Historical Issue,  World Affairs

Top 5 Yummy Political Leaders to Consume

AMSTERDAM – 1672 – Following the crowd’s cannibalism of Johan de Witt, the last Dutch prime minister, many of our esteemed readers wanted further advice on who the most delicious politicians would be. So, per our team of esteemed human meat estimators and executioners, here are our top five suggestions:

  1. Louis XIV: French cuisine is considered by many as one of the greatest cuisines across the Great Continent. Combined with the recent years of bountiful harvests, it is estimated that the number of cakes produced shall exceed that of the five years forgone. For this reason, we shall consider the French king as a prime candidate for a delicious treat.
  2. Leopold II: And who doesn’t like a nice schnitzel? The Habsburg dynasty has provided ample political leaders around the Continent. Plus, with all the strife between the German kingdoms, duchies, principalities, free cities…, one can assume that Leopold the Second will be of a certain fitness. And if he dies, the Habsburgs can find a cousin to make another king with.
  3. Mehmed IV: Still roasted following the Great Fire of 1660, Mehmed’s tender and spicy flavor is certain to evoke the awe of many of our readers.
  4. The Kangxi Emperor: Colonialism has been the rule of the land since 1492, and our esteemed readers are certain to enjoy the exotic flavors of the Orient.
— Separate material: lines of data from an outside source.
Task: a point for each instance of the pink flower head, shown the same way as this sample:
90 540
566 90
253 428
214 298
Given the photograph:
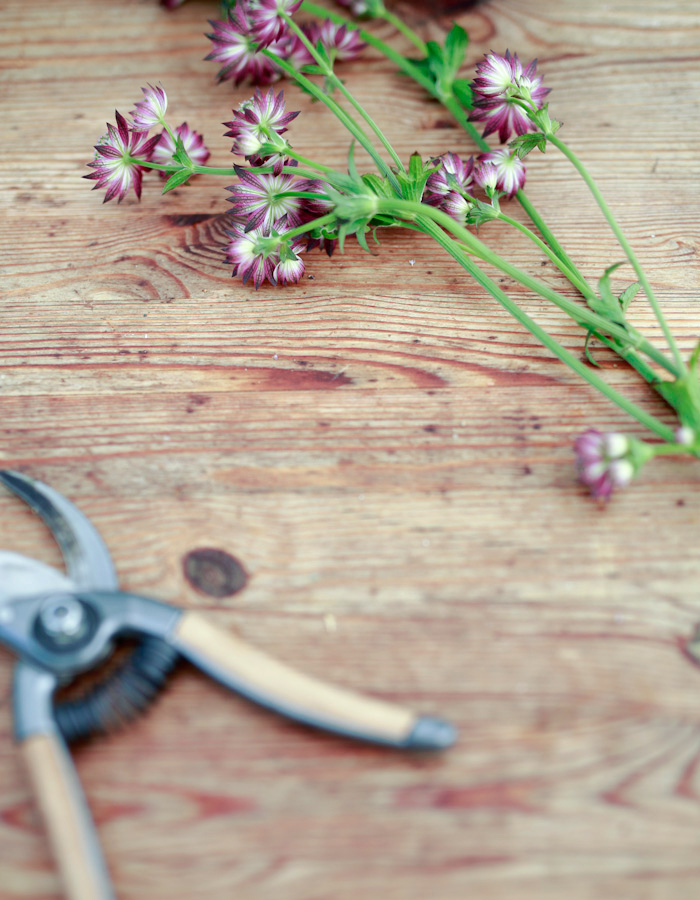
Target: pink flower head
194 145
117 156
500 90
235 46
290 269
267 19
486 175
510 171
341 42
603 462
263 198
151 110
291 48
454 173
356 7
259 121
248 261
His rule in China has brought great stability, and it would be great for our companies if we could get rid of the guy. Plus, he’s also young and tender. Please eat him.
  5. Oliver Cromwell: You may ask, isn’t he dead for like, 20 years now? To that we shall, unfortunately, assent. However, our most esteemed princes and clergy have determined that bones may still be unburied. One can assume that the aged bones of the late British Lord Protector shall offer a great and rare treat, despite the remarkable lack of spices across the British Isles.